It’s glorious to live in a technological age where there’s a tweet or a tape of everything. Clarence Thomas spoke before a group in 2001 and told them that being on the Supreme Court was not worth the money, and it was a real pain in the butt to do, but since he was a man of high moral character, he did it. I’m paraphrasing but that’s the gist of his remarks, which you’ll see below. Be that as it may, Thomas found a way to make the position very worth the money. Insider:

Justice Clarence Thomas — who has accepted lavish vacations and other financial benefits from GOP megadonor Harlan Crow for years — said in a speech in 2001 that serving on the Supreme Court wasn’t worth it for what it paid.

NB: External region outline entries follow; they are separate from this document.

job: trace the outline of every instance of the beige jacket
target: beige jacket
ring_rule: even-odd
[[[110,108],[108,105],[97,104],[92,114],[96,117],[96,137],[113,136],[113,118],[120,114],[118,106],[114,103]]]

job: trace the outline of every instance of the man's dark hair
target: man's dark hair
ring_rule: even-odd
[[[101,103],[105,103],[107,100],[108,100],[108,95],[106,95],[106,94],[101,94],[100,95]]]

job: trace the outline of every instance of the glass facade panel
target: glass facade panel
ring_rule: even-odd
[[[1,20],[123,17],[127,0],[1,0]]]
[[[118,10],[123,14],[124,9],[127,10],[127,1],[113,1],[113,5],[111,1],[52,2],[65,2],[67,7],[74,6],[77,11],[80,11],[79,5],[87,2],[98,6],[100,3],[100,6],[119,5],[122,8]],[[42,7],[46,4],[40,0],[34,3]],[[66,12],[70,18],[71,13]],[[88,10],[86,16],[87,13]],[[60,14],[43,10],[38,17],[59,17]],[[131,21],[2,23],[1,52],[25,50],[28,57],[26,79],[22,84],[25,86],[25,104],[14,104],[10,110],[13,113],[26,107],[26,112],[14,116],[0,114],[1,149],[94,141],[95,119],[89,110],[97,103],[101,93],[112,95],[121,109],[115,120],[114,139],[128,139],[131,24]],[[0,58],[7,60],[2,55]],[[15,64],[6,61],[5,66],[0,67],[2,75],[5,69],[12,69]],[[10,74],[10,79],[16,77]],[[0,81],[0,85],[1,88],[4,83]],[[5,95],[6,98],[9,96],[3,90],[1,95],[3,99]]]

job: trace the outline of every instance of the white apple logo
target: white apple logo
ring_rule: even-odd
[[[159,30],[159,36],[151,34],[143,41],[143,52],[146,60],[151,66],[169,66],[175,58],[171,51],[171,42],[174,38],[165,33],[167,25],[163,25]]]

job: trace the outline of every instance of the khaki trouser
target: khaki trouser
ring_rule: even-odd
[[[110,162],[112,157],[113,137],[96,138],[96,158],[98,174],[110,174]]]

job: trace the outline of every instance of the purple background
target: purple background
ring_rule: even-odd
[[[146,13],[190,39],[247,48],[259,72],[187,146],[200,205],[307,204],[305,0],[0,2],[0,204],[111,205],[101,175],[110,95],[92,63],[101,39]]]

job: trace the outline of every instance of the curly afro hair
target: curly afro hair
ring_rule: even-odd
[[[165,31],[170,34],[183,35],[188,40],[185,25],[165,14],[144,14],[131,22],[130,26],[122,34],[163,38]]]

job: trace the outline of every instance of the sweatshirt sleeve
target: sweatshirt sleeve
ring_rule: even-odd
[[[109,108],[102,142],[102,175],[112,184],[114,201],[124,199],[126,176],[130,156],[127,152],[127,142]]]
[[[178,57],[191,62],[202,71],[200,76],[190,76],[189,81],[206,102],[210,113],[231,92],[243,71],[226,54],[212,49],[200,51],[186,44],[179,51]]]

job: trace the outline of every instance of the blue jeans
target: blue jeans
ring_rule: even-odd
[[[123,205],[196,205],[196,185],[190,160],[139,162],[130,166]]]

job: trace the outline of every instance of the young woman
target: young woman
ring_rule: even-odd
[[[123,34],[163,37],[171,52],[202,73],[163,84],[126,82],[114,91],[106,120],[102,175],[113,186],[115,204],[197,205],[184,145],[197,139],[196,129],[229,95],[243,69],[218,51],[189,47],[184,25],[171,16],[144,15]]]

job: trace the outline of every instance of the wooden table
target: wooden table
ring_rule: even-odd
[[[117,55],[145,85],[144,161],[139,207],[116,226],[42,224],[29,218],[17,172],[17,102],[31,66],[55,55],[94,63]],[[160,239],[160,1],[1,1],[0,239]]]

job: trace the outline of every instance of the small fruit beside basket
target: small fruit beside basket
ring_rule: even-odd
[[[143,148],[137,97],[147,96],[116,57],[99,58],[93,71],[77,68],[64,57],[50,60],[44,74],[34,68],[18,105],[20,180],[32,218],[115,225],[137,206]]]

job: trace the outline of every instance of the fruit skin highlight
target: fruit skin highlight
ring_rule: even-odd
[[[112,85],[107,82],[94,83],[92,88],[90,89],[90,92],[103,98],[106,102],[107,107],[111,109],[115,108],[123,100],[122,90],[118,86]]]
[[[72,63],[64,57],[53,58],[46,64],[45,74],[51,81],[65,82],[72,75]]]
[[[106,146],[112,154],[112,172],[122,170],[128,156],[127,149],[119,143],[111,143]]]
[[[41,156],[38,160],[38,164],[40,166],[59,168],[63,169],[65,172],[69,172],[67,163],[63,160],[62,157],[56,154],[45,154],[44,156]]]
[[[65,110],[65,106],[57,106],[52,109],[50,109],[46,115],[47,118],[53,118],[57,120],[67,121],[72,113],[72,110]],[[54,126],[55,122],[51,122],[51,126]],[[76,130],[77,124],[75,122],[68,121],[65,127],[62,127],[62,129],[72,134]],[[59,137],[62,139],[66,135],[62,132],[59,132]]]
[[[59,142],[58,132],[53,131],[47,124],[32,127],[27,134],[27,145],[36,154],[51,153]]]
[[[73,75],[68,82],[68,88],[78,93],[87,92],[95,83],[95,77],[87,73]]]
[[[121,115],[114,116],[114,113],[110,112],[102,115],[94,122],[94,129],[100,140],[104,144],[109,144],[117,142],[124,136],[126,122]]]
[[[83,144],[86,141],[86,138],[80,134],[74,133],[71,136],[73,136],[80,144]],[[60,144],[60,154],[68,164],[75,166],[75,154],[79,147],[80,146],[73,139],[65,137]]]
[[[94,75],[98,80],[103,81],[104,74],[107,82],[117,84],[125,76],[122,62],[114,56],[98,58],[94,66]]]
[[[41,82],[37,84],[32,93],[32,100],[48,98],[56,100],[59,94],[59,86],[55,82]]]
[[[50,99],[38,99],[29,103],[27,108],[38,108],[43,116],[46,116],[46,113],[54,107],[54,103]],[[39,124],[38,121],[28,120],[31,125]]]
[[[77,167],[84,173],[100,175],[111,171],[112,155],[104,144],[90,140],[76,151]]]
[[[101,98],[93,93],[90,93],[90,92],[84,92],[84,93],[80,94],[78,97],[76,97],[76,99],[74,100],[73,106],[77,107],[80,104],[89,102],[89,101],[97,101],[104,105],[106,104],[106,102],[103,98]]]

“The job is not worth doing for what they pay,” Thomas said during a speech in 2001, The New York Post reported at the time. “The job is not worth doing for the grief. But it is worth doing for the principle.”

Thomas was speaking to the Bar Association in Savannah, Georgia, according to the Post. In the speech, which was resurfaced this week by The Nation writer Jeet Heer, Thomas discussed his efforts to gain custody of his then-10-year-old grandnephew. The Post reported Thomas cried during the speech and thanked his lawyer who worked on the custody battle.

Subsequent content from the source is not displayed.